Interpretation of Findings

MyBackPain is a website for individuals with LBP that was developed with extensive consumer input to ensure that content and design are aligned with patient needs and preferences [21]. The website’s intention is to enhance an individual’s capacity or confidence to manage their condition, including decision support for the selection of effective treatments. The primary outcomes for this randomized controlled trial were selected to reflect this goal with respect to “having sufficient information to manage my health” or “actively managing my health.” Contrary to our hypothesis, the use of the MyBackPain website did not achieve greater improvement in these domains than the unguided use of the internet. However, the finding that access to MyBackPain achieved greater improvement in stated treatment choices at 1 month provides preliminary evidence for the improvement of active management of their condition.

Health literacy is defined as “the cognitive and social skills which determine the motivation and ability of individuals to gain access to, understand and use information in ways which promote and maintain good health” [30]. Health literacy extends beyond the provision of information to the empowerment of individuals to use information [27]. The use of MyBackPain did not more effectively modify an individual’s perception of their ability to manage their own health than unguided use of the internet, but the data suggest some short-term improvement in treatment choices. One interpretation is that improvement in these elements of health literacy may be satisfied by the general use of information on the internet but that the quality of the resulting actions (ie, treatment selection) depends on the quality of the information provided. The control group’s lower treatment choice scores concur with a recent review that identified only 43.3% of treatment recommendations provided by freely accessible websites were accurate [17]. The treatment recommendations provided in MyBackPain are based on expert panel consensus.

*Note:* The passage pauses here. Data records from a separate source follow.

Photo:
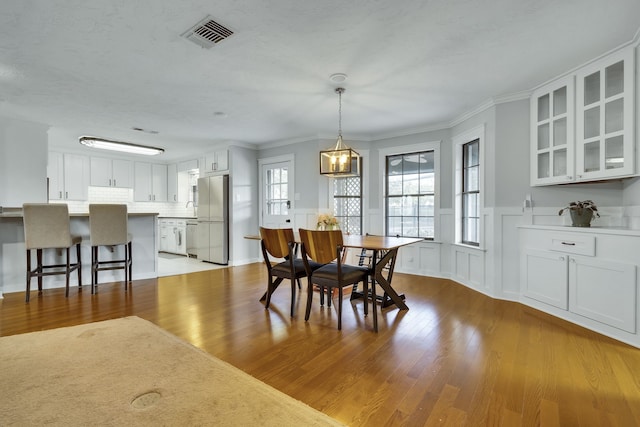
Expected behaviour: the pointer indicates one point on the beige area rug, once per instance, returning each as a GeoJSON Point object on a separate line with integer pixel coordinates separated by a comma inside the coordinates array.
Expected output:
{"type": "Point", "coordinates": [129, 372]}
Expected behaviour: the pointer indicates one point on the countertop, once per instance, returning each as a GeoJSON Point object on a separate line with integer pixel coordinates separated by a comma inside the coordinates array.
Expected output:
{"type": "Point", "coordinates": [178, 217]}
{"type": "Point", "coordinates": [18, 214]}
{"type": "Point", "coordinates": [625, 231]}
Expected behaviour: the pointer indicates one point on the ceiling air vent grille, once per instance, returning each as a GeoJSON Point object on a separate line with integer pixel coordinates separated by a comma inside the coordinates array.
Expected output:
{"type": "Point", "coordinates": [207, 33]}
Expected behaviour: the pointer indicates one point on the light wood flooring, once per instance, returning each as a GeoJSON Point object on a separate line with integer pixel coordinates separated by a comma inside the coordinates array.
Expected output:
{"type": "Point", "coordinates": [456, 357]}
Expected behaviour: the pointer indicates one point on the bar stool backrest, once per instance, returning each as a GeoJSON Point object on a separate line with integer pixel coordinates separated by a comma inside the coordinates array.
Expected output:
{"type": "Point", "coordinates": [46, 225]}
{"type": "Point", "coordinates": [108, 224]}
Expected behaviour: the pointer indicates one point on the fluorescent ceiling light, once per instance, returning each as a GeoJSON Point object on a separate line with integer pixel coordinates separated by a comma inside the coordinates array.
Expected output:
{"type": "Point", "coordinates": [125, 147]}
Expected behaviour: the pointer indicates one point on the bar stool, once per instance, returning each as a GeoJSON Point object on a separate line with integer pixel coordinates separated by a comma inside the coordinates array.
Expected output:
{"type": "Point", "coordinates": [108, 225]}
{"type": "Point", "coordinates": [47, 226]}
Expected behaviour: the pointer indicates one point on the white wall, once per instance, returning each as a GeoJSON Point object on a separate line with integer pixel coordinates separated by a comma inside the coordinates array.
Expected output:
{"type": "Point", "coordinates": [23, 162]}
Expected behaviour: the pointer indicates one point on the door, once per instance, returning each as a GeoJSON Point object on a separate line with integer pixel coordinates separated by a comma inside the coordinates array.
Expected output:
{"type": "Point", "coordinates": [276, 188]}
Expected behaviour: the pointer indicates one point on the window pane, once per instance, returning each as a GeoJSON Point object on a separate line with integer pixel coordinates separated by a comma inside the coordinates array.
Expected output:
{"type": "Point", "coordinates": [394, 206]}
{"type": "Point", "coordinates": [410, 194]}
{"type": "Point", "coordinates": [394, 226]}
{"type": "Point", "coordinates": [410, 206]}
{"type": "Point", "coordinates": [411, 184]}
{"type": "Point", "coordinates": [426, 227]}
{"type": "Point", "coordinates": [410, 226]}
{"type": "Point", "coordinates": [426, 207]}
{"type": "Point", "coordinates": [394, 184]}
{"type": "Point", "coordinates": [394, 165]}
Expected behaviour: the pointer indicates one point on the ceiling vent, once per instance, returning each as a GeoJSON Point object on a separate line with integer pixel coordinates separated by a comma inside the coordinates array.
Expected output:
{"type": "Point", "coordinates": [207, 33]}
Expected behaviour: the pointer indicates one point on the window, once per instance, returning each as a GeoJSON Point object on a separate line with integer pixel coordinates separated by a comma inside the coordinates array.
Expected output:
{"type": "Point", "coordinates": [468, 186]}
{"type": "Point", "coordinates": [347, 202]}
{"type": "Point", "coordinates": [276, 190]}
{"type": "Point", "coordinates": [410, 195]}
{"type": "Point", "coordinates": [470, 191]}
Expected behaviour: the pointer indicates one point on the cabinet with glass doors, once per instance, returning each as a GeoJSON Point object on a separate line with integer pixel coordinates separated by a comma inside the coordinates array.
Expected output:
{"type": "Point", "coordinates": [552, 136]}
{"type": "Point", "coordinates": [605, 118]}
{"type": "Point", "coordinates": [582, 125]}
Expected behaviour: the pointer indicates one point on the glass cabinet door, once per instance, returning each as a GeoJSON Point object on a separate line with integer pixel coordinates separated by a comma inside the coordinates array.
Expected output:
{"type": "Point", "coordinates": [605, 113]}
{"type": "Point", "coordinates": [552, 138]}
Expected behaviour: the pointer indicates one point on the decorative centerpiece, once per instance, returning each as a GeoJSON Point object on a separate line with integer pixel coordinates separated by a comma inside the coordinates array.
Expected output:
{"type": "Point", "coordinates": [327, 222]}
{"type": "Point", "coordinates": [581, 213]}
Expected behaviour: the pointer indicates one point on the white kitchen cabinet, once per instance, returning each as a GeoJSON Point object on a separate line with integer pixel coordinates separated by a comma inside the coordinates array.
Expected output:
{"type": "Point", "coordinates": [55, 174]}
{"type": "Point", "coordinates": [69, 176]}
{"type": "Point", "coordinates": [172, 183]}
{"type": "Point", "coordinates": [544, 277]}
{"type": "Point", "coordinates": [173, 233]}
{"type": "Point", "coordinates": [586, 277]}
{"type": "Point", "coordinates": [605, 117]}
{"type": "Point", "coordinates": [150, 182]}
{"type": "Point", "coordinates": [582, 125]}
{"type": "Point", "coordinates": [552, 135]}
{"type": "Point", "coordinates": [604, 291]}
{"type": "Point", "coordinates": [217, 161]}
{"type": "Point", "coordinates": [111, 172]}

On the basis of population data for the HLQ domains from the Australian Bureau of Statistics, our sample had similar health literacy at baseline (dimension 2: our data=mean 3.12, SD 0.6, vs Australian Bureau of Statistics data for individuals who report a back problem=mean 3.13, relative SE 0.5; dimension 3: 3.23, SD 0.6, vs 3.03, SE 0.6). However, our sample had low quality of life utility scores compared with Australian norms (our data: mean 0.55, SD 0.22, vs mean 0.799, 95% CI 0.792-0.806 [31]). Despite the co-design of MyBackPain in individuals with LBP, the presentation of information might not be optimal for those with low quality of life [32].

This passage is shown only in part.